After years of studying and working with psychiatrists, Jamison finally saw one at age 27. He put her on the mood stabilizer lithium, which, at that time in the early '70s, had only recently come into common use. It was revolutionizing the diagnosis and treatment of manic depression (making it easier to distinguish from schizophrenia), and also offered the nascent world of psychopharmacology its best model for a "maintenance drug" to treat a serious mental illness. Jamison was lucky in one respect: Her illness responded to lithium. Not all manic depression does, and it is now known that there are many variations of the illness. Lithium responders are more likely to have the "classic," long swings of full-blown mania and depression. But those who experience "mixed states" or "rapid cycling" of moods (over hours or days rather than months) are less likely to respond to lithium. And it wasn't until very recently that several anti-seizure medications proved useful for them as primary mood stabilizers (to which antidepressants, antipsychotics and other medications can be added when necessary).

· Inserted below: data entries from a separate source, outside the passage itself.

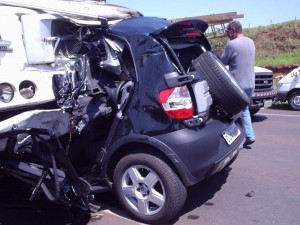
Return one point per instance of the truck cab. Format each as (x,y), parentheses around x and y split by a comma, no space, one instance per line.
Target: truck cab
(264,93)
(288,89)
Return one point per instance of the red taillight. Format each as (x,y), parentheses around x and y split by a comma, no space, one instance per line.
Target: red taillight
(193,34)
(177,102)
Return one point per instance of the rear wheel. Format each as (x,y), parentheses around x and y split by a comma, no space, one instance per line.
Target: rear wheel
(222,86)
(148,188)
(294,100)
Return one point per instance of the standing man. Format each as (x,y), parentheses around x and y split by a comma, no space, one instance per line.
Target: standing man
(239,54)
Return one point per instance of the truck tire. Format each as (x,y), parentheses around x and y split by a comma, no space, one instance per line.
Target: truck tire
(294,100)
(222,86)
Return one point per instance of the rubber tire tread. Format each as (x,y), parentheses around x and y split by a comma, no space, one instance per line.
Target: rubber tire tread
(222,86)
(176,193)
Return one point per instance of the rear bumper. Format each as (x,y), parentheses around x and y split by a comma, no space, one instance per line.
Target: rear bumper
(201,153)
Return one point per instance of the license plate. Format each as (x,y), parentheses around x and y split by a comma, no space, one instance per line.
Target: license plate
(267,103)
(231,133)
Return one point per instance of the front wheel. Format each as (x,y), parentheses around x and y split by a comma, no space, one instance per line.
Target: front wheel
(294,100)
(148,188)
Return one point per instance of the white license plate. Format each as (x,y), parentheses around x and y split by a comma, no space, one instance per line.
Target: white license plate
(267,103)
(231,133)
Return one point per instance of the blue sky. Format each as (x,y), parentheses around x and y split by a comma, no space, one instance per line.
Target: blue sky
(256,12)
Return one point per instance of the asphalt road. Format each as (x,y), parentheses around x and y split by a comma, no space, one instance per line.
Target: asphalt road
(262,187)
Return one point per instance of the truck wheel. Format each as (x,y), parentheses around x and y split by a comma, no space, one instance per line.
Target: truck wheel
(148,188)
(294,100)
(222,86)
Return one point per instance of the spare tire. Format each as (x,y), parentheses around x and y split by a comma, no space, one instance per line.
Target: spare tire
(222,86)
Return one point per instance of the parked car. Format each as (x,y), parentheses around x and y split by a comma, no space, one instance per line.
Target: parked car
(288,89)
(92,102)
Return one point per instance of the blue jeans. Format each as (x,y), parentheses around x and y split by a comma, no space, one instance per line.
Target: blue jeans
(247,118)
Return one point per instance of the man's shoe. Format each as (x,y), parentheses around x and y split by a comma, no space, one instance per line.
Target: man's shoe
(249,142)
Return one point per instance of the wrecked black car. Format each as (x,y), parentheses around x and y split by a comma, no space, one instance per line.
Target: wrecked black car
(140,106)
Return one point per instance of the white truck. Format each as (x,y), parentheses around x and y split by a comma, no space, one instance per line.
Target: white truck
(288,89)
(264,93)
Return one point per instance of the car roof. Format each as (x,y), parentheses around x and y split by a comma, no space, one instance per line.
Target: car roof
(88,11)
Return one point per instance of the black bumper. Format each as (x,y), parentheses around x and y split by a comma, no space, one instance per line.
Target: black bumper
(199,153)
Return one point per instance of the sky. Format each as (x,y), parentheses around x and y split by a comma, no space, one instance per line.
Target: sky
(256,12)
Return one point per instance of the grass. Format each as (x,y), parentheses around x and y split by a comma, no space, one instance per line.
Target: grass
(284,58)
(276,45)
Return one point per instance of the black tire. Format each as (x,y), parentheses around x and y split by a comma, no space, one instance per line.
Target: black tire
(254,111)
(148,188)
(294,100)
(222,86)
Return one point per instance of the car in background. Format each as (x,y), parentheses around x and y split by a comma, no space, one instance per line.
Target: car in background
(288,89)
(264,93)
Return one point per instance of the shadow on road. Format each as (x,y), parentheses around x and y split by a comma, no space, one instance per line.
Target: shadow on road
(201,193)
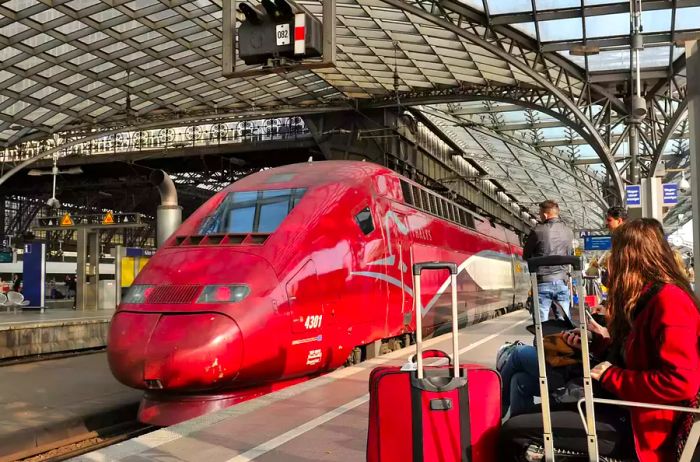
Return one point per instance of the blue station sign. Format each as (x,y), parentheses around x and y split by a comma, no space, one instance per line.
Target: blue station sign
(597,242)
(633,193)
(670,193)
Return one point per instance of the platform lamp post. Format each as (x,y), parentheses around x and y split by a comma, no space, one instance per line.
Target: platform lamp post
(692,59)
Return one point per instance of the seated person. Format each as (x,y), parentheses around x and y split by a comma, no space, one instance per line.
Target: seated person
(655,346)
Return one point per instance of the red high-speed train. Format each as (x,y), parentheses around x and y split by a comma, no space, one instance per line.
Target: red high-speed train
(283,274)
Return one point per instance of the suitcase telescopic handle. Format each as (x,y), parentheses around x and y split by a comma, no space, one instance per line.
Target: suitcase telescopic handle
(554,260)
(418,267)
(418,306)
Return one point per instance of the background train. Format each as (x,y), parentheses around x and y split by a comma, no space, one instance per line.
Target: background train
(283,274)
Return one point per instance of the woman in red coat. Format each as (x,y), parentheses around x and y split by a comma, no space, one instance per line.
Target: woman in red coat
(653,326)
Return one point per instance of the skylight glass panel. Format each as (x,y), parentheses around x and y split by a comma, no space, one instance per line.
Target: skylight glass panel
(607,25)
(553,4)
(526,27)
(655,57)
(19,5)
(19,106)
(61,50)
(7,53)
(656,20)
(13,28)
(688,18)
(509,6)
(476,4)
(47,15)
(71,27)
(37,40)
(609,60)
(601,2)
(78,5)
(34,115)
(561,29)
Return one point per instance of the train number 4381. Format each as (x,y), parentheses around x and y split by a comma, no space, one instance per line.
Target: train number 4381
(313,322)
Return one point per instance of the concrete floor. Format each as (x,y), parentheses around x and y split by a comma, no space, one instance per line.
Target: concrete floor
(56,399)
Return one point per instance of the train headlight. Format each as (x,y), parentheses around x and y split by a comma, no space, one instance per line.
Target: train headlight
(138,293)
(225,293)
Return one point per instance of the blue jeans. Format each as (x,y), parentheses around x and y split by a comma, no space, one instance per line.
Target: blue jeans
(554,290)
(521,383)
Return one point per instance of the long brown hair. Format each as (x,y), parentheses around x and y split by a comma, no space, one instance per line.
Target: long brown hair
(640,255)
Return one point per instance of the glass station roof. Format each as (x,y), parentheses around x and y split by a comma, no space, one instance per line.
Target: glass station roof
(84,65)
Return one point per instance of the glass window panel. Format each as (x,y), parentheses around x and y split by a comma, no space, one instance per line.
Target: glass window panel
(272,214)
(240,220)
(61,50)
(655,57)
(34,115)
(29,63)
(364,220)
(608,60)
(476,4)
(657,20)
(510,6)
(105,15)
(601,2)
(78,5)
(71,27)
(607,25)
(36,40)
(688,18)
(19,5)
(561,29)
(553,4)
(13,29)
(526,27)
(47,15)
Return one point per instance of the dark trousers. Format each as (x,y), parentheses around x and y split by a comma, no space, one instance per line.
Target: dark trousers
(613,428)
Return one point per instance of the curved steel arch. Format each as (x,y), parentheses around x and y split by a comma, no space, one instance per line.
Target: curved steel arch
(586,127)
(545,157)
(670,129)
(477,94)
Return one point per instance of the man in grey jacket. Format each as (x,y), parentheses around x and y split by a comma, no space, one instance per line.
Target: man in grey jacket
(551,237)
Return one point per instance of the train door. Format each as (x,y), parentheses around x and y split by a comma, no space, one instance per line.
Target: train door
(306,310)
(398,271)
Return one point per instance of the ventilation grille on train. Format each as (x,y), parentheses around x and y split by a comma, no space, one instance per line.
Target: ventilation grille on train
(174,294)
(222,239)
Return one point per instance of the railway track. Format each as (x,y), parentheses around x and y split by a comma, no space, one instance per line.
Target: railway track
(82,444)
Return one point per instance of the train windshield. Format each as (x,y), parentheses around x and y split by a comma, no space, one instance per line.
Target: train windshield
(252,211)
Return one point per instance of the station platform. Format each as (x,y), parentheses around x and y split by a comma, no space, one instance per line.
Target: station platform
(30,333)
(44,402)
(324,419)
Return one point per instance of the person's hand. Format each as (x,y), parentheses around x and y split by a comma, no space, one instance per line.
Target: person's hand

Although lithium worked for her, Jamison, for many years, had the common problems staying on her medication -- as soon as patients feel better, they often stop taking the drugs that make them feel better, or, in the jargon, they become "noncompliant." And she has experienced some of lithium's more extreme side effects, especially before she realized that her mood could be stabilized with a lower, less debilitating dose. For more than a decade, what turned out to be an unnecessarily high dose of lithium left her essentially unable to read. "It's a rare side effect," she explains, "a form of neurotoxicity that causes blurred vision mixed with some inability to concentrate. I had to work very slowly, rereading over and over again. It was a period of enormous frustration and throwing books against the wall."

Jamison has never been hospitalized for her illness -- partly because during her worst periods she had doctor friends who took care of her at home so she wouldn't have to be treated among her own patients. Avoiding the hospital, she now says, "was a stupid thing to do, and it's what people do all the time. It's what my colleagues {who have the illness} do . . . at all costs. It's barbaric. You should be able to just check into the hospital and get well. It's bad enough to have the disease -- why should you also have to wonder what it will cost you personally and professionally?"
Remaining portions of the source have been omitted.